Covid-19

AstraZeneca acordou distribuir 400 milhões de vacinas para a covid-19, mas ainda não sabe se funcionam

AstraZeneca acordou distribuir 400 milhões de vacinas para a covid-19, mas ainda não sabe se funcionam

A AstraZeneca, gigante farmacêutica com sede no Reino Unido, é uma das instituições que está na corrida contra o tempo para desenvolver uma vacina contra o novo coronavírus. A empresa assumiu esta quinta-feira que já existem acordos para distribuir 400 milhões de doses, mas a eficácia da vacina contra a covid-19 ainda não foi comprovada.

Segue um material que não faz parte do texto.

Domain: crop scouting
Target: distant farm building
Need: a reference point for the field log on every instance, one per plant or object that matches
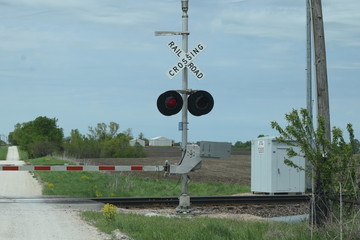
(160, 141)
(136, 140)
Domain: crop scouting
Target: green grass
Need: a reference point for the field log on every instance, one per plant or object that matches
(97, 184)
(198, 228)
(23, 154)
(3, 152)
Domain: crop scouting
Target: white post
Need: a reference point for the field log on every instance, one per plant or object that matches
(184, 200)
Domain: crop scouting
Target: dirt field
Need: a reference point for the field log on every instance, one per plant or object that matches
(235, 169)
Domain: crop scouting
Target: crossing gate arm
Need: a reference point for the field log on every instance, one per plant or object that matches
(88, 168)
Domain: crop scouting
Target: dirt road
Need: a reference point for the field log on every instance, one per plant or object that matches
(22, 218)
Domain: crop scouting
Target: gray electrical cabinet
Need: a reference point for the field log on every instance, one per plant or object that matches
(269, 173)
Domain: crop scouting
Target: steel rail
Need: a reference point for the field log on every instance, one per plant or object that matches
(208, 200)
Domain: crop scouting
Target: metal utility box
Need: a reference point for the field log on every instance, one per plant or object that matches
(269, 173)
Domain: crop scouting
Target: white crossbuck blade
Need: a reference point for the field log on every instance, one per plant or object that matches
(185, 60)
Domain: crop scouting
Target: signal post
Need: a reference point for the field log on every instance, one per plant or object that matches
(171, 102)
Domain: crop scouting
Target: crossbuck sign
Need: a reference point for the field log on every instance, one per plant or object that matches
(185, 60)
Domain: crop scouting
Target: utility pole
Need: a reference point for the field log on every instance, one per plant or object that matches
(321, 201)
(323, 108)
(308, 61)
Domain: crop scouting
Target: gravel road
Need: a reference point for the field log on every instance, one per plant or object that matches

O mundo está quase todo à espera do mesmo: uma vacina capaz de matar o vírus da covid-19. Melhor do que isso, uma vacina produzida e distribuída em larga escala para todo o mundo num curto espaço de tempo. Mas a tarefa hercúlea para erradicar uma infeção desconhecida não é fácil.

Vários centros de investigação, farmacêuticas e universidades estão a tentar descobrir a fórmula mágica. Algumas instituições já se adiantaram, e mesmo desconhecendo a eficácia da vacina, já fazem negócios para o futuro. É o caso da AstraZeneca, uma gigante farmacêutica com sede no Reino Unido, que já estabeleceu acordos para distribuir 400 milhões de doses e que continua em negociações.

A empresa, em conjunto com a Universidade de Oxford e o Instituto Jenner, é capaz de produzir mil milhões de doses da vacina AZD1222 (nome dado pela AstraZeneca) durante este e o próximo ano (2020 e 2021). Porém, há um pequeno grande senão: a eficácia da vacina ainda não foi comprovada. Em comunicado, a farmacêutica explica que, no último mês, a vacina foi testada em mais de mil voluntários (com idade entre os 18 e os 55 anos) em vários locais do sul de Inglaterra. Os resultados serão conhecidos brevemente e caso sejam positivos, os testes vão ser alargados a mais países. Porém, não há certezas. No mesmo documento, a AstraZeneca reconhece que há a possibilidade de a vacina não funcionar. "Estamos comprometidos em evoluir com o nosso programa clínico", lê-se.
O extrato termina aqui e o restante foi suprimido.